Es sano y recomendable no cargar con los pesos y las presiones de las responsabilidades personales y profesionales en cada ámbito vital, saber estar y concentrarse; pero de ahí a vivir en la estrategia incesante de ser uno distinto según la circunstancia y la finalidad a conseguir, los interlocutores o rivales; acaba por hacer de tu vida una estrategia y de la persona un desconocido para sí mismo, y muchas personas a la vez para quien cree conocerle. Este enfoque camaleónico, muy deseable para “misiones” muy concretas, empieza a estimularse como un buen mecanismo de gestión y como personalidades competitivas necesarias y a generalizar.

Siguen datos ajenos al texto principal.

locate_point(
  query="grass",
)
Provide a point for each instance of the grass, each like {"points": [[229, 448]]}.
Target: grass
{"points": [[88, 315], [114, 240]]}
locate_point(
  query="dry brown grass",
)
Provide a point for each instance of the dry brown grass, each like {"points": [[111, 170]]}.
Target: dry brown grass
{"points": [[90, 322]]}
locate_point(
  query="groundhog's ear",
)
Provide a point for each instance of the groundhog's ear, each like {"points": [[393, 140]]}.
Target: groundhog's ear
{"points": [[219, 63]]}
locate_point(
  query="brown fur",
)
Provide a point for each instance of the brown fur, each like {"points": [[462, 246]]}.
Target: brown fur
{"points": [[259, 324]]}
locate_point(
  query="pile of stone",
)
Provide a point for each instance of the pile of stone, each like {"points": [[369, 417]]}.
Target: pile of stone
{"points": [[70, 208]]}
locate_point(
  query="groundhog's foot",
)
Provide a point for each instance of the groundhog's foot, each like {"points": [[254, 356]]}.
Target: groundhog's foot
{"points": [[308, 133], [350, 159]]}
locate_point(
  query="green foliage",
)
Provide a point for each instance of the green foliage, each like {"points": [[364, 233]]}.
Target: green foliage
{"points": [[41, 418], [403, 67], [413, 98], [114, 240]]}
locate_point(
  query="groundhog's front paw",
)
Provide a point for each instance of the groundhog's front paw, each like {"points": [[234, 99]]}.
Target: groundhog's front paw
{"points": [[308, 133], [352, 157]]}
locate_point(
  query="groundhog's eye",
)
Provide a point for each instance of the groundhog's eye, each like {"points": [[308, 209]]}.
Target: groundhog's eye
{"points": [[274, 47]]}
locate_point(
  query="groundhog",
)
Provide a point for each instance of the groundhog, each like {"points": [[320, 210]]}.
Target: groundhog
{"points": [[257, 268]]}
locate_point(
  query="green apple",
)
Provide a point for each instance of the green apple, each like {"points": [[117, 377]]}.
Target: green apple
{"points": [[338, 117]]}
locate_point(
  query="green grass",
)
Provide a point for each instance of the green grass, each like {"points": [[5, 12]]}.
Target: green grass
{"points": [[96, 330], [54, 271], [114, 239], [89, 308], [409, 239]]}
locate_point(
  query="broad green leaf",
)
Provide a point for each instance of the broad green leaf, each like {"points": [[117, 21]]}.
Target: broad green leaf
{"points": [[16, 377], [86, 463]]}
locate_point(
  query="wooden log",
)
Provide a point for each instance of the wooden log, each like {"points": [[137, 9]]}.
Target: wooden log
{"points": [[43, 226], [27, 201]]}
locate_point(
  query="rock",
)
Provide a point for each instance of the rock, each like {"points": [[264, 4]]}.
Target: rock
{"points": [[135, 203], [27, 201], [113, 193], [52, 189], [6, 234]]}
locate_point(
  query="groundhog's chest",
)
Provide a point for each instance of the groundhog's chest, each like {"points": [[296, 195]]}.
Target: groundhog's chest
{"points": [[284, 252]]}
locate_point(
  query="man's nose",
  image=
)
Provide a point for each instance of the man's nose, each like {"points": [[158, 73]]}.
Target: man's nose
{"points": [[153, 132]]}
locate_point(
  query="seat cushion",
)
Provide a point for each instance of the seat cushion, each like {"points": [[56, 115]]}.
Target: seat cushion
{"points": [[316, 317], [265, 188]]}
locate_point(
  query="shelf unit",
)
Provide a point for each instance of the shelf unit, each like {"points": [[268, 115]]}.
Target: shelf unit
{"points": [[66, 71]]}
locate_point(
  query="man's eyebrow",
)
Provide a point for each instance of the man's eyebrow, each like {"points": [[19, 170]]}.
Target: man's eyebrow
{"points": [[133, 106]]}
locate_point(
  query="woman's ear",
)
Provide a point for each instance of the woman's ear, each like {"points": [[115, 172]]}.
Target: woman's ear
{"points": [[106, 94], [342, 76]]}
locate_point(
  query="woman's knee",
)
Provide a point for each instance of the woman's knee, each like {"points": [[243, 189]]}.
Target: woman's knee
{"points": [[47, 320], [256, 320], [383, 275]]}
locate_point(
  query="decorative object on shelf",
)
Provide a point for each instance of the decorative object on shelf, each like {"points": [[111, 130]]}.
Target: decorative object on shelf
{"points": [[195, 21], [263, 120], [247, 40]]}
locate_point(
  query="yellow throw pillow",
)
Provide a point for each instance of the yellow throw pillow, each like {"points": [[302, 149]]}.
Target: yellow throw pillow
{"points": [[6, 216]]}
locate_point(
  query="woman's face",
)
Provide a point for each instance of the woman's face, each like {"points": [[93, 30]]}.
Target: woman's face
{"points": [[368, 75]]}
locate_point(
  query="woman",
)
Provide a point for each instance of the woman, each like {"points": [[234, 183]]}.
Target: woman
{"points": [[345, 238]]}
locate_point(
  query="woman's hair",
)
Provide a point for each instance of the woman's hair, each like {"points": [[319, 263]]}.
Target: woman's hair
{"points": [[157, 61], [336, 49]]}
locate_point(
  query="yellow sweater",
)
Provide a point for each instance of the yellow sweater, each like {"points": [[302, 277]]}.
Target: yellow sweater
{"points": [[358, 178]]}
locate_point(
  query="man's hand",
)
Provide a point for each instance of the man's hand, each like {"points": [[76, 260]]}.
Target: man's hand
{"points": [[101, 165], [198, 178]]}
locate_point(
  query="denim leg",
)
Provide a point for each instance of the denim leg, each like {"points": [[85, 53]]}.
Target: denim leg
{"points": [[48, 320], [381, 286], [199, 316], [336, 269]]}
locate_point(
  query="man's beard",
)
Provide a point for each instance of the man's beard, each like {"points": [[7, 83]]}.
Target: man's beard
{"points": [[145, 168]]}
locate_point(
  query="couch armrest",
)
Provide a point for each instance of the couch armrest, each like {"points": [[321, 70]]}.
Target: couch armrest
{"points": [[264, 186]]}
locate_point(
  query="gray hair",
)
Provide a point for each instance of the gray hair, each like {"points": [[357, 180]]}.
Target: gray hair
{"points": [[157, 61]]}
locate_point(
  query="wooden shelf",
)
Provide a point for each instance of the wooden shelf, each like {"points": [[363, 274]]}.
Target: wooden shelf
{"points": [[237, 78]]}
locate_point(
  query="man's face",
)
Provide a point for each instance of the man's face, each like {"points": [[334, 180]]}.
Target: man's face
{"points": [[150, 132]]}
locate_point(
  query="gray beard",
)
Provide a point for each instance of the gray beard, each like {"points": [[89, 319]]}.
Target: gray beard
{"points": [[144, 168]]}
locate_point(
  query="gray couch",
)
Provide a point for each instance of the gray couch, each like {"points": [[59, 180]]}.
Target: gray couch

Sin embargo, una cosa es  aquello de que “el trabajo no te afecte”…hasta cierto punto;  y otra que tú mismo no afectes al trabajo. Es por ello que en tiempos de estrategia, y vivir en trozos, resulta impactante y muy llamativa la autenticidad, la franqueza, la naturalidad o la transparencia…. que viene a ser una especie de extraordinaria normalidad de uno mismo, de modo que, con las limitaciones evidentes y la notoria carga que pueda suponer, todavía sobrevivimos algunos “afectados” y “afectantes”, que intentamos proyectar aquello que somos en todo lo que hacemos, que no hacemos o procuramos evitar aquello con lo que no nos identificamos; o que somos reconocibles en nuestros actos y fácilmente detectables en nuestros errores; que nos pesa el mal que podemos causar y nos preocupa y ocupa el bien que dejamos de hacer; que nos sentimos responsables de lo que ocurre alrededor y con la vocación de aportar nuestro granito de arena… Ese peso, nos legitima, al entregarnos en cada gesto, a no reirnos tras la tensión o a no apretar la mano de quien antes intentó arrancarla; y nos lleva a la lealtad y la honestidad, entendida en clave de “integralidad”.

Esto no exonera de contextos donde uno se esfuerce por agradar más, o por “intimidar” más, pero en el fondo se nos ve a leguas, y es mejor no disimularlo más allá de las “capas” que traigamos de fábrica o que hayamos incorporado en el equipaje de nuestra sociabilidad; y tampoco debe ahuyentar el ánimo por evolucionar, por mejorarse… pero sin dejar de reconocerse, y huyendo de departamentalizar las actitudes, porque eso al final convierte el disfraz en hábito, y a uno solo en unos cuantos y nadie en concreto.